On 17/01/2013 7:31 a.m., Alex Rousskov wrote:
On 01/15/2013 07:39 AM, Rainer Weikusat wrote:
internal method named 'stillConnecting' is introduced which
contains the check for an 'abort done by the parent' which is presently
in ConnOpener::connect,

      // our parent Jobs signal abort by cancelling their callbacks.
      if (callback_ == NULL || callback_->canceled())
          return;

This method is called from both ::connect and ::timeout to determine
if the state of the connect request is still undecided by the time
either of both methods executes. This guards against the case that
both ::connect and ::timeout are scheduled before one of them
actually runs and detects when the 'other side' of a full
connection has already gone away or is in the process of going away
(and hence, the already existing 'result state' should be kept).
The stillConnecting() mechanism should not be needed at all. The
doneAll() method tests should be what is used to determine whether
the Job is still running or not.
These two lines of code are presently at the top of
ConnOpener::connect. If it should really be ConnOpener::doneAll there,
than, the new method is obviously redundant, but that's something I
don't know (since I didn't wrote the code containing the two slightly
different 'still something to do' checks and if in doubt, I'd rather
assume that there was a reason for that).

Amos, the done() protection does not replace stillConnecting() because
the job does not know yet that it is done. The automatic done() check
happens _after_ the async call into the job, not before that call.
[Perhaps done() check should be performed before and after, but we
currently do it after because, in part, some callbacks have side effects
not covered by done() that require us to call them.]

There is a significant overlap between the ConnOpener doneAll() and the new stillConnecting().

Whet I was trying to point out is that we have three race conditions between timeout() and connect() Calls...

* connect() happens first and runs re-schedules while timeout() is queued.
  - this is the case we are now ignoring.

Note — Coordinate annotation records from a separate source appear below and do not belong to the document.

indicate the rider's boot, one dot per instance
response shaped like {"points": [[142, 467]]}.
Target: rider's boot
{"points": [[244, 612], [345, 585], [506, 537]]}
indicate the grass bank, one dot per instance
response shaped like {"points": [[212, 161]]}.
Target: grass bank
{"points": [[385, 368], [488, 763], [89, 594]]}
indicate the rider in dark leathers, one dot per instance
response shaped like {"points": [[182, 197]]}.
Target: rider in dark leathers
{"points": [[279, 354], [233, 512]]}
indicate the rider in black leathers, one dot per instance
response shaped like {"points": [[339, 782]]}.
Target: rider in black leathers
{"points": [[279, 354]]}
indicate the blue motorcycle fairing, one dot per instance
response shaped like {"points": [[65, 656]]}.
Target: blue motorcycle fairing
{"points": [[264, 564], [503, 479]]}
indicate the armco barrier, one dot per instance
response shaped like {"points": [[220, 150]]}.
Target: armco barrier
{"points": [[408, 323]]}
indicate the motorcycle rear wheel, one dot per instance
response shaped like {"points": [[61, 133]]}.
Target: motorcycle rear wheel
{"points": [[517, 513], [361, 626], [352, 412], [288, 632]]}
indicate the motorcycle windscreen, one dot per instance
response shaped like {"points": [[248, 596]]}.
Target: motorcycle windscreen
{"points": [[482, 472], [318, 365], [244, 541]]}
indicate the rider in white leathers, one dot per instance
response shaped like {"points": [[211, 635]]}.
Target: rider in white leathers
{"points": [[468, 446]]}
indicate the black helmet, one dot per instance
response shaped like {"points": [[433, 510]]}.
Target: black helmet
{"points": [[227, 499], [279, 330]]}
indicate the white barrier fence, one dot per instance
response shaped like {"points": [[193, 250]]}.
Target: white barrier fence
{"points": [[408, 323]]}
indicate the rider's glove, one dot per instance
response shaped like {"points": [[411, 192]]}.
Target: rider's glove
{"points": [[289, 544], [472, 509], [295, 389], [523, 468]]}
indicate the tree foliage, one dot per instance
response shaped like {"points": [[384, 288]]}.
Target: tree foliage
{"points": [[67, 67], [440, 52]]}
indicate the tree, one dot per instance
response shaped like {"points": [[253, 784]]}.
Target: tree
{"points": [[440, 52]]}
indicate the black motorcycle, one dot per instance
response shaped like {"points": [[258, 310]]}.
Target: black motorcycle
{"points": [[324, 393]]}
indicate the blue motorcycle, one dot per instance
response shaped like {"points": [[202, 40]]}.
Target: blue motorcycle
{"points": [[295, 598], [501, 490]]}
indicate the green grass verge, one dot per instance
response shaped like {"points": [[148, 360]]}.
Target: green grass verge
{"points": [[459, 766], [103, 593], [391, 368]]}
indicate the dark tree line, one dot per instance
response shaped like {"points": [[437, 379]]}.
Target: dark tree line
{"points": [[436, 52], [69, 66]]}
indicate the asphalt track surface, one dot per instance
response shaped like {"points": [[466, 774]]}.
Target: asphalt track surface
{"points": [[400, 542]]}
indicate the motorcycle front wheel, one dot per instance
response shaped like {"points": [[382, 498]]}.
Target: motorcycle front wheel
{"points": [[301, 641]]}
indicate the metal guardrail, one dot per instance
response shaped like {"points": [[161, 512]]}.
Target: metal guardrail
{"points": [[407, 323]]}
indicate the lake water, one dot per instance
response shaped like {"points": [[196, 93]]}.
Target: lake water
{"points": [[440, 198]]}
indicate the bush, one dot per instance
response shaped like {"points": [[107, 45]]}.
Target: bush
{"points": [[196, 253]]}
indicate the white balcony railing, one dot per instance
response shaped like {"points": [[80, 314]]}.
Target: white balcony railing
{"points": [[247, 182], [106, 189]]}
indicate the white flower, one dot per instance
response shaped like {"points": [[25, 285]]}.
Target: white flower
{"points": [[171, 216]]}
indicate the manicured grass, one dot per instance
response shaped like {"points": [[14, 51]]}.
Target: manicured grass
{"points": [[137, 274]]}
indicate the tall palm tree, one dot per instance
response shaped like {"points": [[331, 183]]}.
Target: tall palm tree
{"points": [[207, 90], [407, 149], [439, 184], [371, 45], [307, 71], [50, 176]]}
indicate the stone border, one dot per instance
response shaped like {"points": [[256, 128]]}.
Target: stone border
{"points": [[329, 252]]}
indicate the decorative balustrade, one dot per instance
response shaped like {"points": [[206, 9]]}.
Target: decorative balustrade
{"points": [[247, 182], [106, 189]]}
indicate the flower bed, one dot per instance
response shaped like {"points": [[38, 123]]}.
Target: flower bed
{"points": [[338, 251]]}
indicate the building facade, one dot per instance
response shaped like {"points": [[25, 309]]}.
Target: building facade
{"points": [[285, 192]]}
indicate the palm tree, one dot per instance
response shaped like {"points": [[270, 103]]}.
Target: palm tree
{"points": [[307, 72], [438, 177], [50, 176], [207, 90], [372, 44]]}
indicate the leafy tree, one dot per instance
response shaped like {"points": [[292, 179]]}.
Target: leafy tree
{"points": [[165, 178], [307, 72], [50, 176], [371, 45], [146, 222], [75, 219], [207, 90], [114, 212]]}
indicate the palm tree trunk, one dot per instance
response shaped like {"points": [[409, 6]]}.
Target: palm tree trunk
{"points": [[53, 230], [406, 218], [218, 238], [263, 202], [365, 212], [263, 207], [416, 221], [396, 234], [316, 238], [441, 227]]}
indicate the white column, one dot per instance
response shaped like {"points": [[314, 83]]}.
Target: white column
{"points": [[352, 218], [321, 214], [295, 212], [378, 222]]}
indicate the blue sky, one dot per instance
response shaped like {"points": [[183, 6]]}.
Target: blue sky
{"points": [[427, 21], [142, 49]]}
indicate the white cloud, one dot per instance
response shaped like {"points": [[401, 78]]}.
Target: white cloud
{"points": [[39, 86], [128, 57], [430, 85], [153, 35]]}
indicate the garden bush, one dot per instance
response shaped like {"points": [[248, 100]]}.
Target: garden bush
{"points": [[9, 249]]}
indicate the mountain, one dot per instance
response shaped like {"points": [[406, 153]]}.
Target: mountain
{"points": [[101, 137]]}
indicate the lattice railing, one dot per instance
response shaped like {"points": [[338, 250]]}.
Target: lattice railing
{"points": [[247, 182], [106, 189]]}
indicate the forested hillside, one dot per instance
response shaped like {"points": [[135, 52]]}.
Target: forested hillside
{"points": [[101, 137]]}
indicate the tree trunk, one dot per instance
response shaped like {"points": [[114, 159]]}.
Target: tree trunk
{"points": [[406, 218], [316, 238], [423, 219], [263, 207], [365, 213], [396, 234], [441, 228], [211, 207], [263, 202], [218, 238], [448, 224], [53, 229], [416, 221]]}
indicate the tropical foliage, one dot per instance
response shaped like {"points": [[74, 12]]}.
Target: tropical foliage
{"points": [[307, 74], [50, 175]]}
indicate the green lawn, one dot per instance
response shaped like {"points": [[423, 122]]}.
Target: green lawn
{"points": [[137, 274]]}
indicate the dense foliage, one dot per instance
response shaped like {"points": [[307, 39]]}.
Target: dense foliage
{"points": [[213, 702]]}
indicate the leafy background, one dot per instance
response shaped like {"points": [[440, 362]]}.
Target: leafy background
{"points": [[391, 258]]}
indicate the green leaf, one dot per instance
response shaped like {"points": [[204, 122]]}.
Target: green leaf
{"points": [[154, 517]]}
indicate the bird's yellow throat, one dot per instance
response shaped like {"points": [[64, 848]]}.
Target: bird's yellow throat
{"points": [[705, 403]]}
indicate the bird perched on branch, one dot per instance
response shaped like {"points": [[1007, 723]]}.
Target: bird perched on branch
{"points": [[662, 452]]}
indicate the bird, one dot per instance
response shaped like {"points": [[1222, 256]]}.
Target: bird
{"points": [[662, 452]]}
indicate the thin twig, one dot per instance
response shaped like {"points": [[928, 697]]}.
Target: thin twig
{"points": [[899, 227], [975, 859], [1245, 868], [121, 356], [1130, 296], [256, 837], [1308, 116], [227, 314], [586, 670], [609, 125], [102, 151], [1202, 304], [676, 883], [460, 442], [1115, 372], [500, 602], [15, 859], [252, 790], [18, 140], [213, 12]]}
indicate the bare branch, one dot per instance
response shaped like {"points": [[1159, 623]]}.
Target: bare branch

I'm fine with that.

* connect() happens first and runs doneConnection() while timeout() is queued. - in this case doneConnecting() will cancel the timeout() queued Call. The Dialer skips cancelled Calls correct? so we have no need to check if we are still connecting because we have to be for the timeout Call to be non-canceled. Therefore use of stillConnecting() is a waste of cycles in timeout().

* timeout() happens first and runs doneConnecting() while connect() is queued.
 - we are still connecting because the connect() Call has not run.
- we have no handle to the connect() AsyncCall stored so we can't cancel it directly (bug?). - Therefore the connect() call when it is run must still check for doneAll() details (Dialer did not do it beforehand as you say). However, note that the previous timeout() Call resulted in doneConnecting() clearing all the state and doneAll() after the earlier timeout() presented true.

So we have a choice of:
a) hold a pointer in the calls_ struct to the latest connect() call queued. And cancel it in doneConnecting() or when in-progress schedules a new one.
or
b) status-quo: check for doneAll() explicitly inside ConnOpener::connect() function and abort/return if it says the job should have exited already.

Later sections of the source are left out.